School pushout is the systematic series of forces both from policing and school resource officers (SROs) to zero tolerance policies to institutional racism in academic environments and this culture of zero tolerance without a context for the cultural or historical trauma that many students come to school. Students come to school with these challenges and faced with a system that is fixed on penalizing and criminalizing young people. For example; a student gets a dress code violation and a police officer is writing them a ticket. So we are talking about broad brush stroke practices that don’t account for the unique experiences, culture, life, needs of students and parents in the academic settings. Children are forced to learn in these militarized environments under duress where they know they are not welcomed and folks are hoping that they fail. We help to shed light to those people who don’t know that there are other alternatives besides zero tolerance policies.

Under ESSA, states have the option to select school climate as an indicator of school quality, and all states must describe in their plans how they will support districts to reduce the overuse of practices that push students out of the classroom. 

A lot of people who read our family and community engagement newsletter are educators work in schools and professionals who work in school districts. How can they become advocates?

  • Those who want to become advocates should figure out creative ways to bring attention to the impact of school policing and over-policing on our students and to showcase the viable alternative solutions, such as in restorative justice circles.
  • In addition, bringing together families and educators to get training in restorative justice practices will help to create a supportive system to help students rather than hurt them.
  • Schools should focus on ESSA (Every Student Succeeds Act), review policies and see if they benefit the students and consider the extent to which students have a say about these policies.
  • Advocates should be aware of the local and specific nuances in the environment of the students. The national coalition is only as strong as the local organizers on the ground.

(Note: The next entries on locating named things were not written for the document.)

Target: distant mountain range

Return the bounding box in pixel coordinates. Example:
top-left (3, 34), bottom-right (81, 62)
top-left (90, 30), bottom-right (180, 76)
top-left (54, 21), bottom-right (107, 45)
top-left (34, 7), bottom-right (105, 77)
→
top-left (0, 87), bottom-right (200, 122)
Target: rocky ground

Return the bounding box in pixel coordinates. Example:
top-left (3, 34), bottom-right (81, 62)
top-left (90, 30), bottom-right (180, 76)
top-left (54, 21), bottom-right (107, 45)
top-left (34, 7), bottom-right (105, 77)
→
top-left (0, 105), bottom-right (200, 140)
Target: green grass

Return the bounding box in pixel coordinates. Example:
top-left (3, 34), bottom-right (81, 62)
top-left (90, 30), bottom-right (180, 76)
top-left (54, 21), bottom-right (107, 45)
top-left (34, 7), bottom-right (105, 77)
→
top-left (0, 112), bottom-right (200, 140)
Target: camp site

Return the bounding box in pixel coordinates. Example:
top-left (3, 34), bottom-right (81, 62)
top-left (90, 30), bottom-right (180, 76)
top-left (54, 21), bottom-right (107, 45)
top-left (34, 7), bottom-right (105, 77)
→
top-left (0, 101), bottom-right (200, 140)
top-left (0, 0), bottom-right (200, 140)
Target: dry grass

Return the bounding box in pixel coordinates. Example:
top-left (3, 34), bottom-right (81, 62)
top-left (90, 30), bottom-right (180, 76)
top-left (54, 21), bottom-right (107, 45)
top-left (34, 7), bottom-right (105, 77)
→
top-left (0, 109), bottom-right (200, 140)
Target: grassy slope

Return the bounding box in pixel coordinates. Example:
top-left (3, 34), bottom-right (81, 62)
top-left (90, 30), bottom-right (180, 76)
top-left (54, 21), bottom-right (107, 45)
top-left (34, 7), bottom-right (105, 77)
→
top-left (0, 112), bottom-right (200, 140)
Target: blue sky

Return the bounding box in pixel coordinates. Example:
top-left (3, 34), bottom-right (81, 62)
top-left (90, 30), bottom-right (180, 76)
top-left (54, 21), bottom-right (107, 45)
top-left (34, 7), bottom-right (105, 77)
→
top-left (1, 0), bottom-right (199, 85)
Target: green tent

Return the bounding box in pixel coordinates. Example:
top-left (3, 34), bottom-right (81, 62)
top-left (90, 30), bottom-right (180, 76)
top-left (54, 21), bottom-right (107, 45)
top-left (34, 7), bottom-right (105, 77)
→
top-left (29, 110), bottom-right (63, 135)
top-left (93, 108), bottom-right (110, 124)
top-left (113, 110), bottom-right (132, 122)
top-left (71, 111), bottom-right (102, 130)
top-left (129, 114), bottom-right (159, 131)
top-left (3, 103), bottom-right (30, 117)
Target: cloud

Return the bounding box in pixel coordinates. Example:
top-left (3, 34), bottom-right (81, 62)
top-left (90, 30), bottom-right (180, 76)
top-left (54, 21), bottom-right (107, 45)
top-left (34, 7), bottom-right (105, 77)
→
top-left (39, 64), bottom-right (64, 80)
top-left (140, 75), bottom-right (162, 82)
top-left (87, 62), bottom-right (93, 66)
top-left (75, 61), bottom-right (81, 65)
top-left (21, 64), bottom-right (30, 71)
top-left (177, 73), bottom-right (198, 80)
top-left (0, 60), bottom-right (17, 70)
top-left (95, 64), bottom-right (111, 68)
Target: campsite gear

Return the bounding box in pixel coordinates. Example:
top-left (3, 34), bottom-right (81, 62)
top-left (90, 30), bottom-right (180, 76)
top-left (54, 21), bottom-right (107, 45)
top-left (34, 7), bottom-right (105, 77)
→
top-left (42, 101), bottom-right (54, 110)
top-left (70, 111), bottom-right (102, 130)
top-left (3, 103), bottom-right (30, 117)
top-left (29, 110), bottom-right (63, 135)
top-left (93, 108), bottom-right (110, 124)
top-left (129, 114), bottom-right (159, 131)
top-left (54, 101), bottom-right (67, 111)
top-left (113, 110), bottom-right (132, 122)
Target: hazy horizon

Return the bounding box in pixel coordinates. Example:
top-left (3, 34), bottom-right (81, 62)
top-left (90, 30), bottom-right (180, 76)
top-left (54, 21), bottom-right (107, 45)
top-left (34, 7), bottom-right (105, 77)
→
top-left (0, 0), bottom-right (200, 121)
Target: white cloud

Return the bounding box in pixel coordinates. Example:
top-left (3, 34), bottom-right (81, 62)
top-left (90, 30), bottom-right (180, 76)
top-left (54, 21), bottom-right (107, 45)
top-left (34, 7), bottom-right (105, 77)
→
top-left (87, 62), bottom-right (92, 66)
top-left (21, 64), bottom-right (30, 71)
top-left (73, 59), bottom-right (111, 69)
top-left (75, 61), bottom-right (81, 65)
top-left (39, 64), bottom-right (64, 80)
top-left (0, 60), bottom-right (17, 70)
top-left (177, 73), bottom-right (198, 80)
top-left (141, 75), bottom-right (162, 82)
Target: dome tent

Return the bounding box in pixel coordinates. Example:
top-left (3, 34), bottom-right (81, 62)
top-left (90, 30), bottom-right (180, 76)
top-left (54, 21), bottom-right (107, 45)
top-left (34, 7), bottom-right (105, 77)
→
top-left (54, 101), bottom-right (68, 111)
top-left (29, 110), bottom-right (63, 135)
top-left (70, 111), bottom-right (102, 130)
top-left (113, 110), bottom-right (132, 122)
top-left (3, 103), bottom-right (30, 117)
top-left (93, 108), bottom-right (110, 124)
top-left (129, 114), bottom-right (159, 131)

Who is Dignity in Schools membership for? Who are DSC members?

DSC functions as an anchorship ally for members on the ground. Membership is participation in our national campaigns, like a mini civil society. Members join various committees like the communications committee, cultural resistance committee, or the coordinating committee. We help facilitate members traveling across the country to support other members. Membership looks like lots of phone calls and voting on various issues. Student leaders are also a part of our organization.

How do you make membership more strategic, so that youth can have a voice?

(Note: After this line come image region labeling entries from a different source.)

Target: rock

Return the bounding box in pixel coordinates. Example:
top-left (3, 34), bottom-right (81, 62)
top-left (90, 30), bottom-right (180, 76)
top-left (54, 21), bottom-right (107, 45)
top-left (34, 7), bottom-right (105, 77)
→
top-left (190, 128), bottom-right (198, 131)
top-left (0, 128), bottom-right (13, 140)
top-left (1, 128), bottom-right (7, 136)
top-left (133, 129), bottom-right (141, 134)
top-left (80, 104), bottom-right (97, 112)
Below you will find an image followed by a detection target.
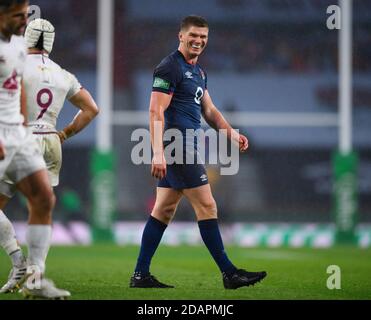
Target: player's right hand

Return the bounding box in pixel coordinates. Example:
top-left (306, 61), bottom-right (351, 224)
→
top-left (0, 141), bottom-right (5, 160)
top-left (151, 153), bottom-right (166, 180)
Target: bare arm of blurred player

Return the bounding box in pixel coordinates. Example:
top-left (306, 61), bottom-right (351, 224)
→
top-left (149, 92), bottom-right (172, 179)
top-left (202, 90), bottom-right (249, 152)
top-left (58, 89), bottom-right (99, 143)
top-left (21, 80), bottom-right (28, 125)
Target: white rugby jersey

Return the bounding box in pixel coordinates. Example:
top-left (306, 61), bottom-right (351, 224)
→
top-left (0, 35), bottom-right (27, 124)
top-left (23, 54), bottom-right (81, 132)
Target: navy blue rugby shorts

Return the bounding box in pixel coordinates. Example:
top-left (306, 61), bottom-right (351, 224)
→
top-left (158, 145), bottom-right (209, 190)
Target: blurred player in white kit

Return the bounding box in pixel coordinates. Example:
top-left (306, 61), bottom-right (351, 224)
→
top-left (0, 7), bottom-right (98, 298)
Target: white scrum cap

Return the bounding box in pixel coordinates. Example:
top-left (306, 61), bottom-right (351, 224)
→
top-left (24, 19), bottom-right (55, 53)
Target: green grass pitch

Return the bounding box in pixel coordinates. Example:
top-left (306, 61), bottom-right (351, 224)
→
top-left (0, 245), bottom-right (371, 300)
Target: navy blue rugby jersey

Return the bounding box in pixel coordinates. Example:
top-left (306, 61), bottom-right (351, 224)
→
top-left (152, 50), bottom-right (207, 134)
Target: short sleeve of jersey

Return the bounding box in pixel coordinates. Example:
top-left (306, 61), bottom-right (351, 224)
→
top-left (65, 71), bottom-right (82, 99)
top-left (152, 58), bottom-right (182, 94)
top-left (203, 70), bottom-right (207, 90)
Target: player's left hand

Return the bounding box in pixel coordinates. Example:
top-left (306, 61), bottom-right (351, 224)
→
top-left (57, 130), bottom-right (67, 144)
top-left (238, 134), bottom-right (249, 152)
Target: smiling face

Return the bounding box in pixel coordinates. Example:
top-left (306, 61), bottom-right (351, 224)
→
top-left (0, 1), bottom-right (28, 38)
top-left (179, 26), bottom-right (209, 61)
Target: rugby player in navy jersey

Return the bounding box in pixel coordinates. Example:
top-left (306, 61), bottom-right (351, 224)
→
top-left (130, 16), bottom-right (266, 289)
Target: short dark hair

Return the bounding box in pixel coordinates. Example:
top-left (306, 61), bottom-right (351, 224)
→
top-left (0, 0), bottom-right (28, 11)
top-left (180, 15), bottom-right (209, 30)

There are youth seats on the committees, even on the national level. Our goal is at the national level is to bring the knowledge, the stories, the expertise of those who are most affected and most directly impacted by the school to prison pipeline, by the criminalization of students in schools and the criminalization of the academic environment into the decision making vessels of our organization. We also have a youth committee. We make it open on the national level to any young person who wants to be involved. Young people should have an exceptional voice, not just a tokenized voice in this discourse.

I read that there were training opportunities on Restorative Justice Practices, and some of the requirements for ESSA that you provide. What additional resources would you recommend?

Regardless of the resources that we have, arranging to try them on is very important. It is important to utilize these restorative justice practices as they apply to our own personal lives. The extent to which people can read, internalize, try on and practice some of these ideas and beliefs, I think the stronger the advocacy will become.

What is the National Week of Action? What can people do to get involved?

National Week of Action is the last full week of October. Members are doing events across the country during the entire week. Go to the interactive map online to show what is happening. Dignity in Schools Campaign has a lot of resources on our websites and ways for people to get involved.